A relatively simple re-write was indeed ~400x faster on my machine, but given the original problem is pretty large, and it’s a fairly short, easily describable problem of the type that many around here love I thought I’d see what Discourse thinks.
The problem is this:
There are P options, p of which can be selected by an individual, for a total of Q = \binom{P}{p} possible selections. We are given n<Q actual selections which have been made, and are looking to answer the question: for each q \in Q, what is the number of actual selections n_i which matches i = 0, 1, ..., p choices in q?
Here’s an example problem and my current implementation:
Problem setup:
using Chairmarks, Combinatorics, StaticArrays, StatsBase
P = 22 # Number of options
p = 5 # Number of selected options
Q = binomial(P, p) # Number of possible selections
all_selections_iterator = multiset_combinations(1:P, p) # Iterator over all combinations
# Dummy data for actual selections - assume ~1/4 are actually picked
actual_selections = unique([sort(sample(1:P, p, replace = false)) for _ ∈ 1:round(Int, Q ÷ 5)])
n = length(actual_selections)
My solution is to define a binary matrix D which has one row for each actual selection n and P columns, with each column holding a one in a row in which that particular option is chosen for a given selection (row). This is:
D = zeros(Int32, n, P)
for (i, c) ∈ pairs(actual_selections)
D[i, c] .= Int32(1)
end
Then the function which performs the actual work is this:
function all_matches(D, all_selections)
out = zeros(eltype(first(all_selections)), length(all_selections), length(first(all_selections))+1)
i = 0
@inbounds for combination ∈ all_selections
i += 1
for j ∈ 1:size(D, 1)
hits = zero(eltype(out))
for digit ∈ combination
hits += D[j, digit]
end
out[i, hits+1] += one(eltype(out))
end
end
out
end
which I think is pretty self explanatory: allocate a matrix out
of zeros of size (n \times p), then iterate through each possible selection q \in Q and for each q go through each actual selection n and increment the j-th column of out
by one if there are 0\leq j \leq p matching digits in the pair (n,q).
I’ve played around a bit with this and found that to my dismay using the Combinatorics
iterator is prohibitively slow (addings millions of allocations and a c. 100x runtime hit). The fastest I’ve come up with is to collect the iterator into a vector of SVector
s and run:
as_sv32 = [SVector{5}(Int32.(x)) for x ∈ collect(all_selections_iterator)]
@b all_matches($D, $as_sv32)
# 441.267 ms (2 allocs: 617.297 KiB, without a warmup)

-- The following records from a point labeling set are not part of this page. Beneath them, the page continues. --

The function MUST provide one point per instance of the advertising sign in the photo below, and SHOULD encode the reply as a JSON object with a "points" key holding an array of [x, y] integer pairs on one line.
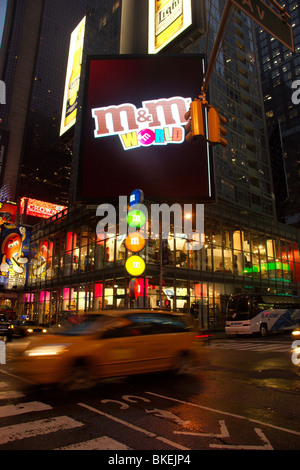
{"points": [[41, 209], [4, 138], [8, 212], [15, 244], [167, 19], [132, 130], [70, 102]]}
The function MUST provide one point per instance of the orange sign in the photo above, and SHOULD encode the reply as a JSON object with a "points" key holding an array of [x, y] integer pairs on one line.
{"points": [[135, 242]]}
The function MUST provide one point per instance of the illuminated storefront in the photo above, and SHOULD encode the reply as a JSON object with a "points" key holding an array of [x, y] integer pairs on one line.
{"points": [[71, 271]]}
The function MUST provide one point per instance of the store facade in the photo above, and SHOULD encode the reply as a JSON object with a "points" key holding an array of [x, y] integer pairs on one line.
{"points": [[73, 271]]}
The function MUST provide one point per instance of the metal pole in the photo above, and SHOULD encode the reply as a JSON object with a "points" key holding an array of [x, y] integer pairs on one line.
{"points": [[217, 42], [134, 27]]}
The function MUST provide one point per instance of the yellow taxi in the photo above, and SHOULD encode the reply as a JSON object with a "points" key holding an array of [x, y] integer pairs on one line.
{"points": [[115, 343]]}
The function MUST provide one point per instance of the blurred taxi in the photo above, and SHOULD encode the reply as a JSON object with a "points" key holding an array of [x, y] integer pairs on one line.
{"points": [[116, 343]]}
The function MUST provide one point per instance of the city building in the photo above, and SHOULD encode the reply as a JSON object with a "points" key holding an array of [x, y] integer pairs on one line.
{"points": [[34, 161], [245, 248], [34, 55], [279, 69]]}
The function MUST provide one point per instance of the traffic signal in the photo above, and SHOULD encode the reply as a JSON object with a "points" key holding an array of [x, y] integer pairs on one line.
{"points": [[215, 129], [195, 126]]}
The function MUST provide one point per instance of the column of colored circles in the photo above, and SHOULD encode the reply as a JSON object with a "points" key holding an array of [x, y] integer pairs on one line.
{"points": [[135, 242]]}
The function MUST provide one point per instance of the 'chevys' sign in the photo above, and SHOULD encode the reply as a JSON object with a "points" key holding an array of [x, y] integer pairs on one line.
{"points": [[157, 122]]}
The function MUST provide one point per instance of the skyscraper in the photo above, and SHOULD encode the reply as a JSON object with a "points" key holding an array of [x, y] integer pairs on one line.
{"points": [[244, 247], [43, 167], [280, 68]]}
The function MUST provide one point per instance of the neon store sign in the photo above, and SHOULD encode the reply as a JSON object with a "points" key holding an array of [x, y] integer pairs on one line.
{"points": [[157, 122]]}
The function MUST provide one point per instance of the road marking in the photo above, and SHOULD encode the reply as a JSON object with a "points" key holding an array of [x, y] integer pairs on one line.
{"points": [[100, 443], [132, 426], [21, 408], [223, 432], [249, 345], [296, 433], [265, 446], [36, 428]]}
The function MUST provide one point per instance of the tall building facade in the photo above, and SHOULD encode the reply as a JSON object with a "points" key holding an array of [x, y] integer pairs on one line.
{"points": [[244, 249], [42, 163], [280, 68]]}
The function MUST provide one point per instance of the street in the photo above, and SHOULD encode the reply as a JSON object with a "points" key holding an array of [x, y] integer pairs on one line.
{"points": [[244, 395]]}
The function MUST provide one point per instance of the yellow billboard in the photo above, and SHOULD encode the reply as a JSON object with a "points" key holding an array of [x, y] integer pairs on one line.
{"points": [[167, 19], [70, 102]]}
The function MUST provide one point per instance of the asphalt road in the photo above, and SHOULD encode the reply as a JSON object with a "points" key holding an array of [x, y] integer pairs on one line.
{"points": [[244, 395]]}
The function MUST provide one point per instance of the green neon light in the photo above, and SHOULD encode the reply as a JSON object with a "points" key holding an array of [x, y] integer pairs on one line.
{"points": [[277, 265]]}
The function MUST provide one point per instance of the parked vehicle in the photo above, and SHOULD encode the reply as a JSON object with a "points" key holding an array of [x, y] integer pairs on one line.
{"points": [[263, 314]]}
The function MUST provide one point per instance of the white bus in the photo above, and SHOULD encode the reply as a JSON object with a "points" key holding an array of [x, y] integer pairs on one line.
{"points": [[262, 314]]}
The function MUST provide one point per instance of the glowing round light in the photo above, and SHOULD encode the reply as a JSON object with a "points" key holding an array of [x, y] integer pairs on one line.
{"points": [[135, 265], [135, 242], [136, 218]]}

which again isn’t too shabby and about a 400x speedup over the existing code, but still not quite enough to run it comfortably for larger problem sizes (in reality we can have P up to 60 and p up to 10).
This strikes me as the kind of problem where one might make headway with a number of different approaches (multithreading, things like LoopVectorization, low-level optimizations which I don’t know anything about) but I’m not sure what the most promising avenue for further optimization is - any ideas appreciated!